Accumulating evidence suggest that various outdoor air pollutants, such as particulate matter, polycyclic aromatic hydrocarbons, black carbon, heavy metals, and ozone, can have adverse effects on the nervous system33. In this regard, nPM exposure has been shown to influence the central nervous system through either direct or indirect mechanisms34,35,36, including increased microgial-mediated neuroinflammation in the hippocamus27,37. Thus, the metabolic consequences of nPM exposure we observe could be due, at least in part, to effects in other parts of the brain. For example, nPM-exposed mice exhibited increased food intake by consuming more calories per eating event but not because of increased numbers of eating events. Furthermore, this disrupted eating pattern occurred only during the light cycle, a period during which mice normally exhibit lower overall food consumption38. These observations suggest that nPM may alter pathways in the hypothalamus that regulate food intake. This notion is supported by nPM-exposed mice having decreased hypothalamic expression of Leprb, which mediates the effects of leptin on satiety39. By contrast, expression of Agrp and Npy was opposite to what would be expected given the increased food intake in nPM-exposed mice. However, the relationship between hypothalamic expression of appetite regulating genes and eating behavior is likely more complex since it is known that orexigenic gene expression is diurnally regulated40 and can be dysregulated during perinatal programming, particularly in the context of obesity41. Interestingly, genetic disruption of the circadian clock in mice results in abnormal diurnal feeding rhythms characterized by increased food intake during the light cycle and the development of obesity-related phenotypes42. Similarly, multiple epidemiological studies have reported increased prevalence of obesity and metabolic syndrome in night and shift workers43 but the mechanisms responsible for these associations are not well understood.

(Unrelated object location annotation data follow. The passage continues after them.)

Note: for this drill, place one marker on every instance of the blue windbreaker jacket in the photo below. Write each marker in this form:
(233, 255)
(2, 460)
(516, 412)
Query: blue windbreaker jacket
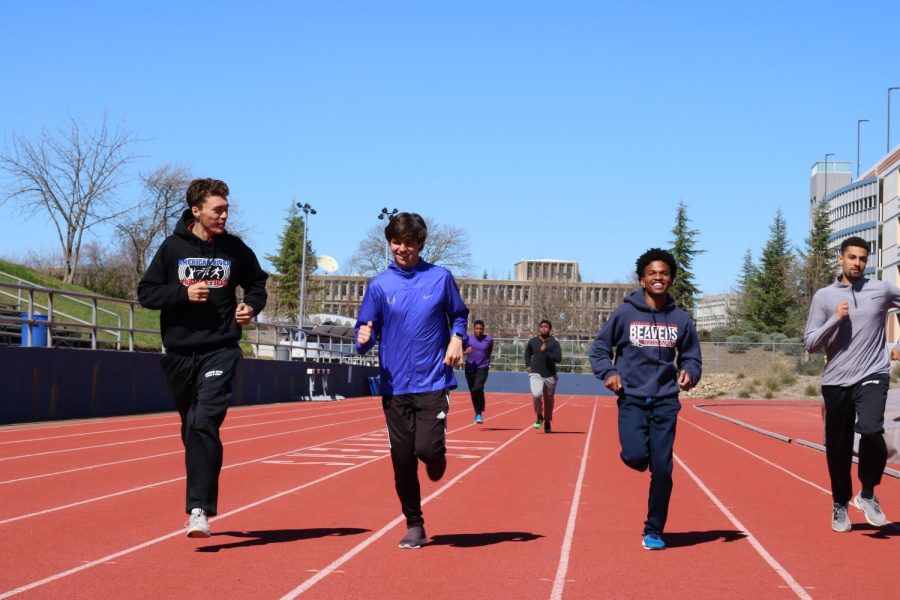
(647, 343)
(413, 312)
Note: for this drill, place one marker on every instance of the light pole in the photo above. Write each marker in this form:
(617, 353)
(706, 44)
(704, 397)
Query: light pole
(889, 117)
(858, 122)
(385, 214)
(307, 210)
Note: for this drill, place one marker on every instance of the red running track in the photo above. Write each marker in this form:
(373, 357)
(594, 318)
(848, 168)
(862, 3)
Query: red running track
(92, 509)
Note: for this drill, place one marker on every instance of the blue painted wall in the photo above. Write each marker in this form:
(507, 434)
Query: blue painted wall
(41, 384)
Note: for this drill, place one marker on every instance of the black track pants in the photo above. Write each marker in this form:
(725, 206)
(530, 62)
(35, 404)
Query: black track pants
(201, 386)
(417, 427)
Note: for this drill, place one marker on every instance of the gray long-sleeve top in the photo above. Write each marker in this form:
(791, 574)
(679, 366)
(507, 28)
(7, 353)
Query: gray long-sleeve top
(855, 346)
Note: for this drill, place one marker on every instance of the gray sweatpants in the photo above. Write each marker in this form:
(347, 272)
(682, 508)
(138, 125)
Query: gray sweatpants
(543, 388)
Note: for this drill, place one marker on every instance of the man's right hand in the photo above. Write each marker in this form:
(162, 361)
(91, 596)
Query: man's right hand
(613, 383)
(842, 311)
(198, 292)
(364, 334)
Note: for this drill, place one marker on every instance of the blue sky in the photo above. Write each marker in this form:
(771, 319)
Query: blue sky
(564, 130)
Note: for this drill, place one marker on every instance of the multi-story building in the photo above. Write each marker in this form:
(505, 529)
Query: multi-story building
(541, 289)
(711, 312)
(868, 208)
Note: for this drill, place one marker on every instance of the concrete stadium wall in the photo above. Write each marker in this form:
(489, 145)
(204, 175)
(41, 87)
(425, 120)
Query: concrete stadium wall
(578, 384)
(41, 384)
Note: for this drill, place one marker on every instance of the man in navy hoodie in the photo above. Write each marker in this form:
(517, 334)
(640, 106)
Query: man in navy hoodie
(649, 333)
(408, 308)
(192, 280)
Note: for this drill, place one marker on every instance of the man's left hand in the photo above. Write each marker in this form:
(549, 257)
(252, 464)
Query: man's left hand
(684, 381)
(244, 314)
(454, 354)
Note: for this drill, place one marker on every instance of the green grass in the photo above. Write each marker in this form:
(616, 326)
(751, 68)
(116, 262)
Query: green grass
(143, 318)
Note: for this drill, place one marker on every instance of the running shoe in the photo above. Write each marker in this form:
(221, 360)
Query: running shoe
(840, 520)
(415, 537)
(652, 541)
(198, 525)
(436, 468)
(872, 509)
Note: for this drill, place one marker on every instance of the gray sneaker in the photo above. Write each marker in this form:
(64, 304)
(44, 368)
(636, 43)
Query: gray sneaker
(872, 509)
(414, 538)
(198, 525)
(840, 520)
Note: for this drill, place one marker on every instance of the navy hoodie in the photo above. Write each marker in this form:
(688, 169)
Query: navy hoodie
(224, 262)
(647, 344)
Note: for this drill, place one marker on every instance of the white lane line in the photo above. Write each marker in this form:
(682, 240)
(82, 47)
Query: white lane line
(132, 549)
(776, 566)
(757, 456)
(180, 532)
(339, 562)
(168, 416)
(224, 429)
(151, 456)
(139, 488)
(560, 581)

By designing our study to expose mice in utero and postnatally up until young adulthood, we attempted to model the chronic exposure that children and adolescents undergo. Given the emerging epidemiological evidence that TRAP exposure is adversely associated with obesity-related outcomes, our results may be particularly relevant in these vulnerable pediatric populations. Other important translational factors need to also be taken into consideration, including the window of development during which mice were exposed and the model TRAP used. Interestingly, previous studies demonstrated that DEP, another model TRAP, increased susceptibility to diet-induced body weight, cognitive, and neuroinflammatory changes in adulthood even though the mice were only exposed in utero28,44,45. By comparison, both short-term and long-term exposure to PM2.5 during only the postnatal period with or without high feeding promoted visceral fat accumulation, the development of glucose intolerance, and other related metabolic abnormalities without affecting body weight20,21,22. These observations suggest that either prenatal or postnatal exposure results in different metabolic outcomes or that different forms of TRAP have particulate-specific effects. Importantly, nearly all of the physiological and cognitive consequences of ambient air pollution exposure in these previous studies were only observed in male mice, regardless of whether PM2.5 or DEP was used, which is consistent with the sex-specific effects of nPM on body weight trajectories in our study. Thus, these data provide strong evidence that exposure to different forms of TRAP, including nPM, during various stages of development that are relevant to both children and adults can have adverse biological effects in multiple organ systems involved in obesity and metabolism. Moreover, these results also suggest that males in particular may be more susceptible to the effects of TRAP, regardless of the exposure window or type of pollutant. However, it is not known whether nPM exposure only during the postnatal period, alone or in combination with high feeding, disrupts metabolic homeostasis in both sexes similarly. Additional studies will be needed to answer these important questions as well as determining whether sexually dimorphic associations of TRAP exposure exist in humans with respect to metabolic outcomes, eating behavior, and other cognitive traits.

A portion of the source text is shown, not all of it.